В светло-серых, почти голубых глазах Тукая вспыхнули и тут же погасли маленькие угольки.

— Сергеич, ты знаешь, я везде за тобой. Как ты скажешь, так и будет. Скажешь — пойду и в президенты, а скажешь другое — пойду и в Совет Федерации досиживать.

— Не худшее место, чтоб досиживать, — вкрадчиво заметил Петров. — Я бы сам не отказался.

— Придет время, не откажешься, — объявил президент. — А пока о сменщике. Страна у нас большая и, увы, бестолковая. Стране нужна рука. Рука сильная, которая не даст пойти вразнос и всей этой пене либеральной повсплывать опять, а раз сильная, — значит, и молодая. Среди нас такого человека нет. Коля, ты только молчи! Я тут поразмыслил на досуге, перебрал варианты. Вариантов немного. Уж больно все зачистили за последние годы, перестарались малость. Лидеров не видно, одни лизуны. В общем, так. — Президент встал и обвел взглядом присутствующих. Те торопливо поднялись со своих кресел. — На должность будем выдвигать Жамбаева. — Президент с усмешкой поднес палец к губам. — Тихо! Сейчас ничего не говорим. С мыслью надо вам всем переспать, а завтра обсудим детали. В десять жду в кабинете.

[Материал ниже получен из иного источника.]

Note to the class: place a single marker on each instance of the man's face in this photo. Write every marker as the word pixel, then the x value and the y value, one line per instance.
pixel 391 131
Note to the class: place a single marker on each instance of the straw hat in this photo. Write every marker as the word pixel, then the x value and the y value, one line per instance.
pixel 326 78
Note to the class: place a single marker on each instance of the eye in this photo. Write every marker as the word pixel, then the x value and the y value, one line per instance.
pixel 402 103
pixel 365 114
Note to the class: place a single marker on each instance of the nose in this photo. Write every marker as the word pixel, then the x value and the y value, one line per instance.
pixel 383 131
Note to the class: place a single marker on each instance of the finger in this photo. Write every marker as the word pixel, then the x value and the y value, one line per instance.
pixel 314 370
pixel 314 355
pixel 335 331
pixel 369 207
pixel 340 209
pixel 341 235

Президент быстро вышел из павильона, и стеклянные двери бесшумно закрылись за ним. Тукай молча опустился в кресло и закрыл лицо руками. Петров и Оленин продолжали стоять, глядя вслед удаляющейся фигуре сквозь панорамное остекление павильона.

— Мать вашу, ну как так?! — выдохнул Рудин и, опустошив до дна свой бокал с виски, вновь потянулся к бутылке.

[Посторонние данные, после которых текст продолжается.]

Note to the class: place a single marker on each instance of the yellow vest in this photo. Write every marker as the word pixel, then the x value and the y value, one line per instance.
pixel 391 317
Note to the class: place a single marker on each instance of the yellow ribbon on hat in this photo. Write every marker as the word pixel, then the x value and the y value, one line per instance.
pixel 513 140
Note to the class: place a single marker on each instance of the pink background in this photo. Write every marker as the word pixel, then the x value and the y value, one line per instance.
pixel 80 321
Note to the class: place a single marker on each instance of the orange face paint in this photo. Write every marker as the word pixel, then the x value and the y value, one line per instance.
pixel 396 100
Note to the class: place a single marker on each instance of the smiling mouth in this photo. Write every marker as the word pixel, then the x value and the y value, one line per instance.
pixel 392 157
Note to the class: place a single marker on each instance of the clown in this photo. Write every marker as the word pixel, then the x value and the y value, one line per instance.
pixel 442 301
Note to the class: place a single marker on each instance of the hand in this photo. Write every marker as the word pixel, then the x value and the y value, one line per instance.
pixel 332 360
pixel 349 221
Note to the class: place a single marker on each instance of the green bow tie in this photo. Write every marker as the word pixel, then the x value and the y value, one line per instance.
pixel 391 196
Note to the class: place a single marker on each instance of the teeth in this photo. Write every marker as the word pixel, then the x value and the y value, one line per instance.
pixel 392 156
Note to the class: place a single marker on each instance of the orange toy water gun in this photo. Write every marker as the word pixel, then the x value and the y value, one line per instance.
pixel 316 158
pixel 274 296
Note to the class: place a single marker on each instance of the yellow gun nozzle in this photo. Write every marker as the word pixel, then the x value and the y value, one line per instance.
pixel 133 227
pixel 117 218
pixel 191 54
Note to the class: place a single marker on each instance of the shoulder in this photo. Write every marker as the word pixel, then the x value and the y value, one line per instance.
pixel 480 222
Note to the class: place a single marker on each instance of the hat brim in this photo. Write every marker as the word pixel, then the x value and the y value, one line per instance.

Имя Жамбаева было всем присутствующим хорошо знакомо. Слишком хорошо. Так же, как был известен его жесткий характер и неприятие любых авторитетов, кроме действующего президента. Быть может, именно поэтому решение собравшего их человека настолько ошеломило всех в зале, что они, посидев еще некоторое время молча, так же молча разошлись по приготовленным для них гостевым апартаментам.

Кремль, два месяца спустя. Сорок семь недель до Нового года

— Ну, что скажешь? — Подгорный поставил на стол поднос с бутербродами и соком, добытыми после десятиминутного стояния в очереди делегатов партийного съезда.

— А что сказать? Буфетов могло бы быть и побольше, а в целом неплохо, кормят нормально. — Делегат от одного из восточных регионов Алферов, здоровяк с красным лицом, уже опустошил свою тарелку и прикидывал, стоит ли становиться в длинную очередь по новой.

— Да я не про жрачку, — Подгорный укоризненно вздохнул, — я про Жамбаева. Это ж дичь дикая. Ты представляешь, что он со страной сделает.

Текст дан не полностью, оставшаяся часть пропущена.